« L’étranger » de Baudelaire paraît quatre-vingts ans avant le roman de Camus. S’il y a eu emprunt, expliqua le romancier au sujet du titre, « il était inconscient et de réminiscence ». L’écrivain partage avec le poète-dandy une même sensation d’exil, la même attention aux misérables. Mais sa révolte sera autre, par-delà le piège de la solitude. 

– Qui aimes-tu le mieux, homme énigmatique, dis ? ton père, ta mère, ta sœur ou ton frère ?
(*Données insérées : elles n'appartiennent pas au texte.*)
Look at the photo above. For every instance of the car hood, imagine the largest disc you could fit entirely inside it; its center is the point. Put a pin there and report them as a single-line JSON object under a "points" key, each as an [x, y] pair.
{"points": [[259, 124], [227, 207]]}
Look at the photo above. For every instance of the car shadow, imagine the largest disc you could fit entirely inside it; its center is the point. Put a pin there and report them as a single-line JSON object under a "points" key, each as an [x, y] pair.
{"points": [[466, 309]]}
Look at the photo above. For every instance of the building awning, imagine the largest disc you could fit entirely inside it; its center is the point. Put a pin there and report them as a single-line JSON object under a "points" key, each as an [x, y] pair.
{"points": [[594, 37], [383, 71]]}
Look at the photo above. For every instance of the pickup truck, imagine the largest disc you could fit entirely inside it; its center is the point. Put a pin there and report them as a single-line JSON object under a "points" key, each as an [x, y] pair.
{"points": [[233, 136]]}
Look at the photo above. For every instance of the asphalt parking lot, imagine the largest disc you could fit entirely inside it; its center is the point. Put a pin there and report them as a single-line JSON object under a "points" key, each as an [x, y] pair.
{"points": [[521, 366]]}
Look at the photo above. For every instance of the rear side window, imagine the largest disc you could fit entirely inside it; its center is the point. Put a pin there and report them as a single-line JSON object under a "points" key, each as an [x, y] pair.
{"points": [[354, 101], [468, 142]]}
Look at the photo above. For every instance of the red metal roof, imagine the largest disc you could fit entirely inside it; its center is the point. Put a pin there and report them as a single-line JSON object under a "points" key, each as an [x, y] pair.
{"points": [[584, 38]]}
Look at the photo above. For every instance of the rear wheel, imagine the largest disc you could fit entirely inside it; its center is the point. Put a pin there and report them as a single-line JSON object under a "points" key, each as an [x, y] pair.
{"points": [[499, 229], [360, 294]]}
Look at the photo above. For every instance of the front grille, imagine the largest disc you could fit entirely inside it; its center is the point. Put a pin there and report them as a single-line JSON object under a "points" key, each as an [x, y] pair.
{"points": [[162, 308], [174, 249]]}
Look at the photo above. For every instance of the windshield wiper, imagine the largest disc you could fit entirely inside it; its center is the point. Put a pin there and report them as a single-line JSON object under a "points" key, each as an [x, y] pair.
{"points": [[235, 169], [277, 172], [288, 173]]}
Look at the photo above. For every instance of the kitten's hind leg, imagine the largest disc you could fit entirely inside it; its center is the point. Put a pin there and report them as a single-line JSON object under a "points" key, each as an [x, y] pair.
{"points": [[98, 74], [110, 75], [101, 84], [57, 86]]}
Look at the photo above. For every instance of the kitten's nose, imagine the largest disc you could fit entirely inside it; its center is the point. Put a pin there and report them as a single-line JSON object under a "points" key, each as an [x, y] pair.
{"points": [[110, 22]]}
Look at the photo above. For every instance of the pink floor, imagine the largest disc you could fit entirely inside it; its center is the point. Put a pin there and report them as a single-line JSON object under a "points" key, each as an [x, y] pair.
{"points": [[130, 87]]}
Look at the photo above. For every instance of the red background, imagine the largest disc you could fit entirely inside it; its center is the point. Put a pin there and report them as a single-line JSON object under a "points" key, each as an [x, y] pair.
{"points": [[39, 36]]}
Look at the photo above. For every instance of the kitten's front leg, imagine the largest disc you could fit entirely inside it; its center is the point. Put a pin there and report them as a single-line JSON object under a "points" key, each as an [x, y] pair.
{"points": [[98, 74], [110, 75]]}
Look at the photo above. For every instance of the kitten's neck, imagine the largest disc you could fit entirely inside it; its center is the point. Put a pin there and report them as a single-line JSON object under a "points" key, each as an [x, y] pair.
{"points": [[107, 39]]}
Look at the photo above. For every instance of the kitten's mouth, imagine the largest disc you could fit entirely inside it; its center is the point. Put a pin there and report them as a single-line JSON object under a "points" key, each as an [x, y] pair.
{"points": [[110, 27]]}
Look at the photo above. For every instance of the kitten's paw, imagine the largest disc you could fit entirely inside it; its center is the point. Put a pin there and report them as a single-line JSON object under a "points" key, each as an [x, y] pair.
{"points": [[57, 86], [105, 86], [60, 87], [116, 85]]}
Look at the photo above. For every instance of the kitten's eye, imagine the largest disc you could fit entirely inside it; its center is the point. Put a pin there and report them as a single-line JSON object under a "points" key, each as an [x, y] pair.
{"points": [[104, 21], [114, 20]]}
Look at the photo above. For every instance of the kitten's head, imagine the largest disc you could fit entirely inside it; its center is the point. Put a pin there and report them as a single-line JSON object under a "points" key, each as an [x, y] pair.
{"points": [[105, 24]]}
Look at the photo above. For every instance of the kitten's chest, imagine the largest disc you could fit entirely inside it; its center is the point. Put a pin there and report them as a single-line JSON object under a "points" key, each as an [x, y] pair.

– Je n’ai ni père, ni mère, ni sœur, ni frère.
– Tes amis ?
– Vous vous servez là d’une parole dont le sens m’est resté jusqu’à ce jour inconnu.
– Ta patrie ?
– J’ignore sous quelle latitude elle est située.
– La beauté ?
– Je l’aimerais volontiers, déesse et immortelle.
– L’or ?
– Je le hais comme vous haïssez Dieu.
– Eh ! qu’aimes-tu donc, extraordinaire étranger ?
– J’aime les nuages… les nuages qui passent… là-bas… là-bas… les merveilleux nuages ! 

Paru pour la première fois dans La Presse, le 26 août 1862, et repris dans Le Spleen de Paris, en 1869.